Congress president Sonia Gandhi on Monday implored party workers in Uttar Pradesh to be ready to go to jail to make the Mayawati government accountable and said, if need be, Rahul Gandhi will join them in an attempt to revive the Congress in the politically crucial state.
"Seek an account from the present government and be ready to go to jail if needed," she told her workers in remarks seen as an apparent recipe for rejuvenating a moribund Congress in UP, where it has been sidelined for almost two decades.
"I think nothing can happen in Uttar Pradesh until our workers are ready to go to jail. Are all of you ready(to go to jail)?", she asked while speaking on the concluding day of the Uttar Pradesh Congress Committee regional convention, which itself is being held after a gap of 28 years.

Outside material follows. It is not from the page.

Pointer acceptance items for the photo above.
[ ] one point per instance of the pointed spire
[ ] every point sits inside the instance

After a pause, the Congress chief told an enthused audience while pointing towards her son seated on the dais, If need be, Rahul will join you to go to jail". This suggestion was greeted by loud cheers from over 2,000 delegates.
Gandhi asked the workers to monitor whether or not the centrally-sponsored schemes were being properly implemented.
Virtually admitting that groupism and factionalism had rocked the Congress' boat in Uttar Pradesh, Gandhi asked the party workers to unitedly strengthen the organisation, and seek an account of the central schemes from the state government.
Gandhi said she did not entirely buy the proposition that the Congress had weakened in the state owing to the emergence of casteist and communal forces.
"The question as to why the Congress weakened in the state is there in the minds of the people and also me. It is said that emergence of casteist and communal forces has weakened the party, but I am not satisfied with this answer," Gandhi said.
"Somewhere we have also committed mistakes. No success can be achieved without organisation. Perhaps we had started thinking that we are bigger than the organisation," she said.
"It must be kept in mind that we exist only because of the party. If the boat capsizes, we will also drown," Gandhi said adding, "The time has come to steer the boat in the current of politics".
Likening the party organisation to an army, she said the workers, who are the soldiers, have to follow the policies and programmes of the party without complaints.
"Congressism is an agitation; it is based on ideologies and principles," she said.